By Holly Watt

For years, concerns have been raised about Europe’s system for approving hip replacements, artificial knees and other products which have undermined the health of thousands of Britons.

In America, a government agency, the Food and Drug Administration (FDA), assesses whether companies should be able to market a device.

In the European Union, the task of determining whether a device is safe is effectively sub-contracted to a series of private firms called notified bodies.

Companies can approach any notified body, so a German company could get approval from a Hungarian company. More than 70 notified bodies compete for business.

The companies charge anything from €1,500 (£1,200) to €50,000 (£40,750)) for the coveted CE marking which licenses a product for sale across Europe.

The first is to submit a “technical dossier,” which sets out the purpose of the device and the manufacturing process. The second step is a factory visit, so that auditors can see how the device will be produced.

After the initial approval is granted, the factories get an annual visit. The factories are forewarned about the inspection.

The limitations of the factory visits as a check on the system were laid bare last year in the Poly Implant Prothese (PIP) scandal, when an international maker of breast implants was shut down.

During a factory visit, it emerged that instead of using medical-grade silicon to produce the implants, the producers were using non-medical grade silicone intended for use in mattresses.

The French regulator finally issued a recall in 2010, nine years after the company started using the wrong material.

About 47,000 British women are believed to have been given faulty implants manufactured by the French company and the NHS is facing a multi-million pound bill as thousands of women come forward to have them removed.

If a company’s application fails, they are not supposed to submit the application to another notified body. However, there is no central record of the applications, so there is no way of establishing whether companies re-submit applications.

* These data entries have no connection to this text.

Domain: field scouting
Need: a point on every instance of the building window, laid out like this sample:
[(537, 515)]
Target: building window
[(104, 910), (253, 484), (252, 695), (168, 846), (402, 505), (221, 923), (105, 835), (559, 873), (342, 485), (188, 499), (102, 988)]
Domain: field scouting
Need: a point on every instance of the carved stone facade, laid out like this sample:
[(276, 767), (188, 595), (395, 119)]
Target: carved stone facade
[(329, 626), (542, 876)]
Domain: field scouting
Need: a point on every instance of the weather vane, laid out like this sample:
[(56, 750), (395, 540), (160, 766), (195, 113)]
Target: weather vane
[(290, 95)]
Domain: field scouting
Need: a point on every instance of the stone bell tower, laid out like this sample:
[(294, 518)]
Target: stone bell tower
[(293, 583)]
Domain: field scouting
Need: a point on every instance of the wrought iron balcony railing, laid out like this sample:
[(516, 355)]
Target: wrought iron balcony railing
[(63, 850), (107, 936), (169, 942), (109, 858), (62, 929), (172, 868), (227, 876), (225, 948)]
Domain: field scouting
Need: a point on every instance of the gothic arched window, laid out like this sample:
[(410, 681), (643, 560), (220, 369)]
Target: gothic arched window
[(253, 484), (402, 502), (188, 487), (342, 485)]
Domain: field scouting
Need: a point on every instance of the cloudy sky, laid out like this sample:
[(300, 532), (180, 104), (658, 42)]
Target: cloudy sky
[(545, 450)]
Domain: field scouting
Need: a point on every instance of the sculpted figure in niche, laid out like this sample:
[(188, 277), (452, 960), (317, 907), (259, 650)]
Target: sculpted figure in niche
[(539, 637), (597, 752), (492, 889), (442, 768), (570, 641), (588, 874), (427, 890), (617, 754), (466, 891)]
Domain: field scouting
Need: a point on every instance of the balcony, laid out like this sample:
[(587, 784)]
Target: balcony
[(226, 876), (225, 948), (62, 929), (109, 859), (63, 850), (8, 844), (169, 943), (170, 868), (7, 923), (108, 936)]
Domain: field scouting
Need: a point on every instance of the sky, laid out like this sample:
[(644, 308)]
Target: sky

Experts have repeatedly raised concerns about the level of detail required by the notified bodies. The bodies can build up relationships with companies, meaning that one firm can represent a large tranche of an approval group’s business.

The notified bodies do not have to carry out their own tests on medical implants. Instead, companies can submit “a critical evaluation of the relevant scientific literature currently available relating to the safety, performance, design characteristics and intended purpose of the device”.

Whereas a new drug must go through extensive clinical testing, a medical device can be approved on the basis of a file comparing it with other devices on the market.

In The Daily Telegraph’s dossier to a Slovakian notified body, the equivalent devices section was based on a withdrawn hip device which has been at the centre of an international scandal.